Think about the changes that you might have experienced in the last year or so. You might have started or ended a relationship, moved, changed jobs or taken a vacation that changed your outlook on life. If you’re a parent, you might have helped your child through changes like new schools, new friends and navigating new life experiences.
In other words, a lot might have changed for you and your children. Under these circumstances, you could be wondering if your current child custody order is still appropriate. If you believe it is not, then you might consider seeking a modification of your current custody order. However, there are a few important things you should first.
You need a court’s approval
Making informal changes or tweaks to your custody plan may seem harmless and easy, especially when you are co-parenting amicably and agree on the changes.

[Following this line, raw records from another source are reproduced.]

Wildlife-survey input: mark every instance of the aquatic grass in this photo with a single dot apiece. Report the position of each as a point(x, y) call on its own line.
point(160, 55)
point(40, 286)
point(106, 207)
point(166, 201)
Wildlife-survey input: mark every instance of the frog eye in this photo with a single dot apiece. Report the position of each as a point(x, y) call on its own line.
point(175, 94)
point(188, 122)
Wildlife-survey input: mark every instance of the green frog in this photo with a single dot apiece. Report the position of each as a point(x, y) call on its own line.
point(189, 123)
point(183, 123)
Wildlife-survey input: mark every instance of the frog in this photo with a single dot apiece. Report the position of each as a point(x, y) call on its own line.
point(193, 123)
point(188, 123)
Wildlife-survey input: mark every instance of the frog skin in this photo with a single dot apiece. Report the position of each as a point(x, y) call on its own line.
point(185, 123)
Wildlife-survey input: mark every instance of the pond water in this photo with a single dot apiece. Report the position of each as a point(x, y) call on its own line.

However, parents are encouraged not to do this outside of the parameters their custody order allows, as it could ultimately cause serious problems.
Without a court’s approval to modify your custody order, it cannot enforce the changes. If you or your ex decides to violate the informally modified order, there may be no consequence if the action does not also violate the original order.
Not all changes are created equal
If changes in your life or your child’s life have sparked an interest in modifying a custody order, know that there are different levels of change when it comes to these motions. Small, insignificant changes generally will not support order modification.
However, in accordance with state laws, substantial changes in circumstances that affect a child’s well-being could lead to modification. This might include distant moves, incarceration, extensive medical needs of either parent or child, abuse allegations and other situations that would have an adverse effect on a child unless a custody order is modified.
Legal guidance can be crucial
Custody modifications can be vital to protecting the well-being of a child and the rights of parents, so it is important to take them seriously. Discussing the options with legal representation can be critical for any parent who has questions or concerns about modifying an existing court order.